A review of Potomac Marble, History of the Search for the Ideal Stone

By Nancy Spannaus

March 17, 2023—In 1814, the British Army landed a humiliating blow against the United States, burning the U.S. Capitol building, the White House, and numerous military installations. Destroyed in the conflagration was the original home of the House of Representatives, which had been created by the U.S.’s first architect, Benjamin Latrobe. It had been described as “the most beautiful legislative chamber in the Western world.”

"I Have Never Seen Anything So Beautifully Magnificent"
Potomac marble columns in the Old House Chamber, now Statuary Hall (Architect of the Capitol)
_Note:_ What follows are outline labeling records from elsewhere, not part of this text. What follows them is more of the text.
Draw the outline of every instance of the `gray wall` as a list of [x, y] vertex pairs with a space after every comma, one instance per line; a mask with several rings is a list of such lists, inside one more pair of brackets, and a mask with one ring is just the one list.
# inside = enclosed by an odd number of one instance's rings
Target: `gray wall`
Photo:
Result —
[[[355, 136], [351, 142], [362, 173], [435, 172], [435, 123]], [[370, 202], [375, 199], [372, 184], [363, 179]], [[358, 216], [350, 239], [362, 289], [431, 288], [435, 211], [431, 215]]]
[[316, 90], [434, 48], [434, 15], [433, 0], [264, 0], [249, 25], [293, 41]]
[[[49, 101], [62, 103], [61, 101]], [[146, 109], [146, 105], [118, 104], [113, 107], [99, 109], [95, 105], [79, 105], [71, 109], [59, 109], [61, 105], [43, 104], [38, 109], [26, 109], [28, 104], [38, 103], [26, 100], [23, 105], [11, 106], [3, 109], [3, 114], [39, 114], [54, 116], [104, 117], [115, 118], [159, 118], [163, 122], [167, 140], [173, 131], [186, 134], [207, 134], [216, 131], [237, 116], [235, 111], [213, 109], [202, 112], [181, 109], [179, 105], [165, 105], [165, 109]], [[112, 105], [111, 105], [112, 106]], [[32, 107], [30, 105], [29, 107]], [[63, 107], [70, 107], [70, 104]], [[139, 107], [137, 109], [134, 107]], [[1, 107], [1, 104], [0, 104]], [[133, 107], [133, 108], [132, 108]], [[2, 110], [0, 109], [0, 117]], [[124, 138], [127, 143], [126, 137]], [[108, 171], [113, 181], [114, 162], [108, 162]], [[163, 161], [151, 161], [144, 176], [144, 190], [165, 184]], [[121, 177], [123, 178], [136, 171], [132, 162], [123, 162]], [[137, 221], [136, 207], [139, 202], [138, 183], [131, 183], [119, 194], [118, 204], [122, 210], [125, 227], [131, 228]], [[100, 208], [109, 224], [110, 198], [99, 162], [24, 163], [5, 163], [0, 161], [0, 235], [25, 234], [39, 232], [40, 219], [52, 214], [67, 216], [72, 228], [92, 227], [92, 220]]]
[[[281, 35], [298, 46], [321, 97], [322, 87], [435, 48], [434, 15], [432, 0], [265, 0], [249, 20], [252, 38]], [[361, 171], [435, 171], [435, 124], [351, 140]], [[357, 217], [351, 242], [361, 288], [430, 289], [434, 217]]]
It is this dastardly act from the War of 1812  that sets the stage for Paul Kreingold’s book. Potomac Marble, History of the Search for the Ideal Stone. In this short, beautifully illustrated book, Kreingold presents both the history of the rebuilding of the Capitol, and of his own search for the location of the beautiful stone, Potomac Marble, that makes up the columns in what is now Statuary Hall.

That Hall served as the home of the House of Representatives from its completion under President Monroe to 1857. It is those columns of which Latrobe exclaimed: “I have never seen anything so beautifully magnificent.”

"I Have Never Seen Anything So Beautifully Magnificent"
A close-up of Potomac Marble, polished by the author (courtesy of Paul Kreingold)

The history of the rebuilding process, also led by Latrobe, began with the fight over whether to rebuild at all. Kreingold details that little-known struggle and the process of reconstruction, before transitioning into a more technical, but quite accessible discussion of the stone itself.  Kreingold uses his knowledge as a Master Naturalist to introduce you to some elementary geology, and some northern Virginia geography as well. You will enjoy his approach.

"I Have Never Seen Anything So Beautifully Magnificent"
The author in front of the quarry of Potomac Marble. (courtesy of Paul Kreingold)

I’m not going to go into the details – you should read the book!  And after that, you should try to visit Statuary Hall, and look at the columns. Latrobe, like many in the Founding generation, looked to the standards of beauty set by the Greek Classical period, especially the Parthenon. As Kreingold emphasizes, it was his goal to create a building of such beauty to represent our young Republic – and to endure for the ages.

In the conclusion to his book, Kreingold makes sure the reader gets his essential point: “What is important is that the British attempt to demoralize and dissolve the young United States of America failed.”